Grâce à l'IA, je sais faire plein de choses inutiles
Il fut un temps où seul l'artiste pouvait vivre de l'inutile. Tous les autres étaient condamnés à l'utile. L'arrivée de l'IA répare cette injustice.
Le savoir – faire ne suffit pas. Il faut un savoir – faire utile. Fabriquer un parapluie sans toile ne sert à rien, une chaise sans assise non plus. Seul l’artiste peut prétendre à un savoir faire inutile, produire des œuvres sans but ni pourquoi. Le couteau sans manche et sans lame de Lichtenberg par exemple. Mais pour les autres, une telle posture les condamne à l’inconsistance. L’homo Faber serait alors accusé d’incompatibilité avec le monde qui fonctionne. Il aurait beau savoir – faire, son savoir – faire serait devenu inutile. Nous y voilà. Il se trouve que les savoir – faire inutiles devraient connaitre une croissance exponentielle pour les années à venir. C’est inévitable lorsque des révolutions technologiques surviennent dit – on.

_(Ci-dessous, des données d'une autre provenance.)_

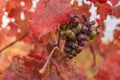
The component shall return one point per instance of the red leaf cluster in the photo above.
(48, 15)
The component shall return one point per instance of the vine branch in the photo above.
(12, 43)
(41, 71)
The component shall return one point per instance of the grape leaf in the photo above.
(48, 15)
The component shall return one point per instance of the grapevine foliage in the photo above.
(26, 44)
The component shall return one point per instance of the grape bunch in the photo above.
(76, 35)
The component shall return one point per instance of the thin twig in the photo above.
(58, 43)
(41, 71)
(12, 43)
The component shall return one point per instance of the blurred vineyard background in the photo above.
(14, 24)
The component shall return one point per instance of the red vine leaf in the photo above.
(116, 11)
(103, 75)
(48, 14)
(104, 10)
(114, 2)
(2, 5)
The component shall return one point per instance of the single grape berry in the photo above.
(79, 49)
(84, 29)
(102, 1)
(62, 36)
(69, 56)
(81, 37)
(88, 24)
(69, 44)
(70, 34)
(84, 17)
(92, 35)
(76, 21)
(73, 53)
(74, 30)
(78, 28)
(67, 49)
(82, 43)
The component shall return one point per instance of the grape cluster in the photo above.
(76, 35)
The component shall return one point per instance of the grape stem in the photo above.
(58, 43)
(41, 71)
(12, 43)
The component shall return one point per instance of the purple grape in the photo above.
(88, 24)
(69, 56)
(79, 49)
(81, 37)
(84, 17)
(73, 53)
(74, 30)
(69, 44)
(82, 43)
(67, 49)
(84, 29)
(76, 21)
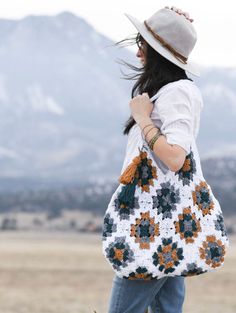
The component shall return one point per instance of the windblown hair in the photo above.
(157, 72)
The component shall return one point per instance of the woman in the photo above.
(164, 41)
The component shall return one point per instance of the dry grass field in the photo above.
(67, 273)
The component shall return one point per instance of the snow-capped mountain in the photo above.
(63, 103)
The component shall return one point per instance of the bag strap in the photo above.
(153, 98)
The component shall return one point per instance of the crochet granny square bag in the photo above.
(160, 224)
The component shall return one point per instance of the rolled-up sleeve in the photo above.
(173, 108)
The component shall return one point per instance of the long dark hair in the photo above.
(156, 73)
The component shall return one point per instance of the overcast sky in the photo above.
(214, 22)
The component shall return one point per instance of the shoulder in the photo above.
(182, 86)
(182, 91)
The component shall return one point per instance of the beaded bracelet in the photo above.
(154, 139)
(142, 131)
(149, 131)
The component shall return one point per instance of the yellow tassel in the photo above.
(128, 175)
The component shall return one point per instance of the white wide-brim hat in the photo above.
(170, 34)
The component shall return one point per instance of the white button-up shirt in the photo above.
(176, 112)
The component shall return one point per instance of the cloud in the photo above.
(42, 102)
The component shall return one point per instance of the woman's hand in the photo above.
(141, 107)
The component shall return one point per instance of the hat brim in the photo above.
(190, 67)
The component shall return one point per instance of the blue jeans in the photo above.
(165, 295)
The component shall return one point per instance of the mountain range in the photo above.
(64, 102)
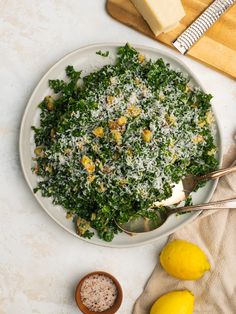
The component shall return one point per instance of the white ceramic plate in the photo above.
(87, 60)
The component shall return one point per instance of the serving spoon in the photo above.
(180, 192)
(143, 224)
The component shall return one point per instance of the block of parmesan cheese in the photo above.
(161, 15)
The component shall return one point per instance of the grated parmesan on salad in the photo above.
(112, 145)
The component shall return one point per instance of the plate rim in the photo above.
(27, 108)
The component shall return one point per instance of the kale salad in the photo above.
(112, 143)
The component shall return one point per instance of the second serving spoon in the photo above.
(143, 224)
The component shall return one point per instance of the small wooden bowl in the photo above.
(113, 309)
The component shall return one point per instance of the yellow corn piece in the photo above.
(198, 139)
(134, 111)
(88, 164)
(98, 132)
(122, 120)
(116, 135)
(147, 135)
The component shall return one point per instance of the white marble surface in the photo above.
(40, 263)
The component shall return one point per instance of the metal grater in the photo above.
(189, 37)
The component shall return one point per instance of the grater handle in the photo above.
(192, 34)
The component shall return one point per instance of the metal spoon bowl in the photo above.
(142, 224)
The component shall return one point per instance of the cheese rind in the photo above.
(161, 15)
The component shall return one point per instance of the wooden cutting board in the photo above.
(217, 48)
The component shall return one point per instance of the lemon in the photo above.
(175, 302)
(184, 260)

Aucun problème ajoute t’on. On invite alors ce savoir – faire devenu inutile à se recycler, vers de plus nobles aptitudes susceptibles de transcender son art. Ce n’est pas tant que son geste soit devenu obsolète car il pourrait servir encore. C’est juste qu’il est devenu tautologique au sens où il est reproduit par un automate à moindre effort et moindre coût. En d’autres termes l’Homme fait pareil que l’automate, mais en pire. Toutefois, l’accusé a le choix de sa peine. Soit il se recycle, soit il choisit de végéter dans un état de stase pour une durée indéterminée. Il a cette liberté.

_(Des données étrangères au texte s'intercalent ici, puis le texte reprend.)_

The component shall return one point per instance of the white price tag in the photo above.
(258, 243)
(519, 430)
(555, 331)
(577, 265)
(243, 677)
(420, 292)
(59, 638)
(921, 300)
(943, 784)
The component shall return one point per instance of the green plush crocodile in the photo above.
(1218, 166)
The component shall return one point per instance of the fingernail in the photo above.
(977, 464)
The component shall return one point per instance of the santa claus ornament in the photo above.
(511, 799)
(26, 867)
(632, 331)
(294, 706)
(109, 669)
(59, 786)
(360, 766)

Sauf que l’IA n’est pas une révolution comme les autres. Il ne s’agit pas de recycler quelques aptitudes, mais de reformater tout le système. Par définition une révolution rebat les cartes. Mais l’IA menace de tout emporter sur son passage, de tirer la nappe comme on dit. Evidemment, puisque le pire est possible, le meilleur l’est aussi. Ainsi parmi les plus grands économistes, tous les scénarios sont envisageables comme le résume ce récent article de spécialistes de la question. De la croissance exponentielle au chômage forcé pour tous. L’incertitude est devenue maximale, l’horizon des possibles infini.
Quand même. Il semble assez extraordinaire que nous ayons confié les clefs de notre avenir professionnel dans les mains d’une révolution dont nous sommes à ce point incapables de pondérer les effets bénéfiques en rapport à ceux préjudiciables. Nous n’avons pas eu le choix probablement. Le progrès ne se décrète pas, il s’invite. La suite dépend de ce qu’il nous impose. Soit nous sommes des convives invités à partager sa table, soit nous sommes ses sujets reclus à l’arrière garde de la boutique.
Et il ne suffit pas de regarder la hausse frénétique du marché d’actions américain pour se convaincre que l’IA nous promet un avenir meilleur. La bourse américaine a toujours une inclinaison à croire aux mythes plutôt qu’à la triste condition du réel. L’envolée spectaculaire de celles qu’on appelle les 7 magnifiques (Alphabet, Amazon, Apple, Meta, Microsoft, Nvidia, Tesla) est certes justifiée par les profits réalisés par ces entreprises jusqu’à présent. Mais ce sont ces profits justement qui interrogent. Combien de temps pourront – ils encore tenir ce rythme sans que des signes de hausse tangible de la productivité du travail soient visibles dans l’économie ?
Alors puisque les cartes ne sont plus entre nos mains. Puisqu’il semble presque entendu que cette révolution sera plus révolutionnaire que les précédentes. Peut – être est – il encore temps de nous préparer à savoir – faire des choses inutiles. L’artiste le fait bien et n’a pas l’air de s’en plaindre. Le politique aussi semble plutôt avoir pris goût à la chose. Alors pourquoi pas, peut – être nous aussi aurons – nous la chance bientôt d’apprécier l’obscure sensation de produire du vide, de se rendre invisible aux yeux du monde. La mélancolie n’est – elle pas le bonheur d’être triste, comme le disait Victor Hugo ?
Evidemment restera le douloureux problème du frigidaire, qu’il faut bien remplir. Du crédit aussi, qu’il faut bien honorer. Mais j’ai bon espoir, j’ai demandé à Chat GPT et il m’a déjà proposé tout un tas de solutions.